Youth Performance Awards
Eli Liefting & Rose Dickson – Royal Akarana Yacht Club
Eli Liefting and Rose Dickson won the RS Feva world championships in the Netherlands, despite the fact Dickson sailed the final two days with fractured fingers. Dickson, who is the daughter of former Team New Zealand helmsman Chris Dickson, got her hand caught in a halyard on the penultimate day, leaving her with three suspected fractured fingers and in considerable pain. The two-time national Feva champions also did it despite deciding only two weeks before the world championships they would compete. It was an improvement on their fourth at last year's world championships but they have shown good form this year, also taking out the Endeavour Regatta in Bermuda held during this year’s America's Cup.

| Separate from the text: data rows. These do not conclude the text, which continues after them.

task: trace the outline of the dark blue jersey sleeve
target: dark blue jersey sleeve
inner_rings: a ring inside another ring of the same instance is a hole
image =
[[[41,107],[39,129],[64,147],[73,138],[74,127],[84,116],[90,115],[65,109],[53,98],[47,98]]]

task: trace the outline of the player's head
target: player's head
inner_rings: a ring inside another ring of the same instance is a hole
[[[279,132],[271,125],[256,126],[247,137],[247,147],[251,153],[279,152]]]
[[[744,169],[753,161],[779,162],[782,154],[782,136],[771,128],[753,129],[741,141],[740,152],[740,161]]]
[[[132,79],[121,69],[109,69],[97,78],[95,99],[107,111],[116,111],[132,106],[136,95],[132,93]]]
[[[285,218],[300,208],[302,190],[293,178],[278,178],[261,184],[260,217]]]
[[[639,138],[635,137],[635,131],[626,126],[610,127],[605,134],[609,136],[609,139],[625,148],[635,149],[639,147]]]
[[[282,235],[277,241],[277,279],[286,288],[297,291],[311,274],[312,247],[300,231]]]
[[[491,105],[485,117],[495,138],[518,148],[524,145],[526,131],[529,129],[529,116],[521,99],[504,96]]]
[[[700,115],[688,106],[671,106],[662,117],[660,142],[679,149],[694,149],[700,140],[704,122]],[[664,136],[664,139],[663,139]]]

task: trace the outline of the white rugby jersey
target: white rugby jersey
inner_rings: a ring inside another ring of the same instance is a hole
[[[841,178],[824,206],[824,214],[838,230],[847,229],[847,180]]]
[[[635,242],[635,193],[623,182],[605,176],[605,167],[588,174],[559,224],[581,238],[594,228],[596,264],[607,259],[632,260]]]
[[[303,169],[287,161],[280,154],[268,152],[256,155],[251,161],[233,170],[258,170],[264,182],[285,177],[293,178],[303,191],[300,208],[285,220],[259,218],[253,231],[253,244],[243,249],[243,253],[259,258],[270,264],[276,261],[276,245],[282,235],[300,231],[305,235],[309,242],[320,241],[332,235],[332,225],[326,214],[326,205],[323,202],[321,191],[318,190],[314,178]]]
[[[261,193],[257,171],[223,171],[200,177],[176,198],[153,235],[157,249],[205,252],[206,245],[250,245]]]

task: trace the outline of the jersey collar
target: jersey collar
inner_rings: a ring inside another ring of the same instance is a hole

Sebastian Lardies & Scott McKenzie – Kohimarama Yacht Club
Seb and Scott dominated the domestic 29er scene, winning the national, North Island and Auckland titles, as well as the Yachting New Zealand youth trials, NZL Sailing Regatta and Auckland Anniversary regatta. They also enjoyed success overseas, winning the US national championships before finishing a credible fifth in a fleet of more than 100 boats at the 29er world championships – they led earlier in the regatta before light winds set in. The pair, who are in their second year sailing together, are due to represent New Zealand at December’s youth sailing world championships in China after winning the recent youth trials.